Study Finds Colonoscopy Still Underused in Veterans
Another study questions use of colonoscopy in younger patients with comorbidity and poor life expectancy
FRIDAY, Nov. 17 (HealthDay News) -- Although colonoscopy usage has significantly increased over the past several years, fecal occult blood testing dominates colorectal cancer (CRC) testing in veterans, one study finds, while another questions the benefit of colorectal screening in younger patients with reduced life expectancy. Both studies are published in the Nov. 13 Archives of Internal Medicine.
Hashem B. El-Serag, M.D., of Baylor College of Medicine in Houston, and colleagues evaluated 1998-2003 Veterans Administration CRC screening methods data and found that while the total number of colonoscopies increased from 24,955 in 1998 to 55,199 in 2003, the proportion of subjects screened with colonoscopy declined from 5.7 percent to 4.7 percent and fecal occult blood testing increased from 81.7 percent to 90.4 percent.
"It is likely that CRC screening with fecal occult blood testing will result in poorer clinical outcomes for veterans," according to an accompanying editorial.

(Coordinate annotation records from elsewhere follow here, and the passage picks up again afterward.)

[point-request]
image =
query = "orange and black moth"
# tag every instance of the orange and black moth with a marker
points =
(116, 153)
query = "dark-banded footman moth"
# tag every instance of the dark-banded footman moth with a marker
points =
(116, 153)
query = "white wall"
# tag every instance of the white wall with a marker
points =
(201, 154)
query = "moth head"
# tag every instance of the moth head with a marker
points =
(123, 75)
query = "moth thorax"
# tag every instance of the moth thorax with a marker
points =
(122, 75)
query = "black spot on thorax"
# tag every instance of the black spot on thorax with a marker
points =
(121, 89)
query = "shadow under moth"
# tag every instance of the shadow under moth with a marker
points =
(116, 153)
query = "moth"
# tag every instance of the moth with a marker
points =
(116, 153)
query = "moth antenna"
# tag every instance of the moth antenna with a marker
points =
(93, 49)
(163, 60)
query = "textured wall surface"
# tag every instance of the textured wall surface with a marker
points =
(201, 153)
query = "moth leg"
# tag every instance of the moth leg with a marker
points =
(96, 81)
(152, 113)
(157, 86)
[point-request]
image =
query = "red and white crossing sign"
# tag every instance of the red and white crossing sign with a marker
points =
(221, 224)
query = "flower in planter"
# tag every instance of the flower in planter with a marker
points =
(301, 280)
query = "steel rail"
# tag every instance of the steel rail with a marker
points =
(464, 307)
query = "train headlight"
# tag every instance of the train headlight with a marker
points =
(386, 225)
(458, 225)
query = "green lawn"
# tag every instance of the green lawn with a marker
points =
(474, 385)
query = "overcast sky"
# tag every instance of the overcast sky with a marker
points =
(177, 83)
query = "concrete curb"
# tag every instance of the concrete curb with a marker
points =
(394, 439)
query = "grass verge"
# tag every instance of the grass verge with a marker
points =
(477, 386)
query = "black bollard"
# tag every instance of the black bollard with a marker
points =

In another Veterans Affairs study using 1996-2004 data, Shahnaz Sultan, M.D., of Duke University in Durham, N.C., and colleagues found that of 861 young patients (defined as patients 50 to 64 years of age), 45.9 percent had CRC testing within five years. Of these, screening was high in patients with moderate (44.9 percent) and severe (45.8 percent) comorbidities. Of the 52 patients who died during the five-year follow-up, 71.2 percent (37 patients) had CRC screening.
"Comprehensive assessment of health status and comorbidity should guide cancer screening decisions, especially in individuals with reduced life expectancy who may obtain the least benefit from screening," the authors conclude.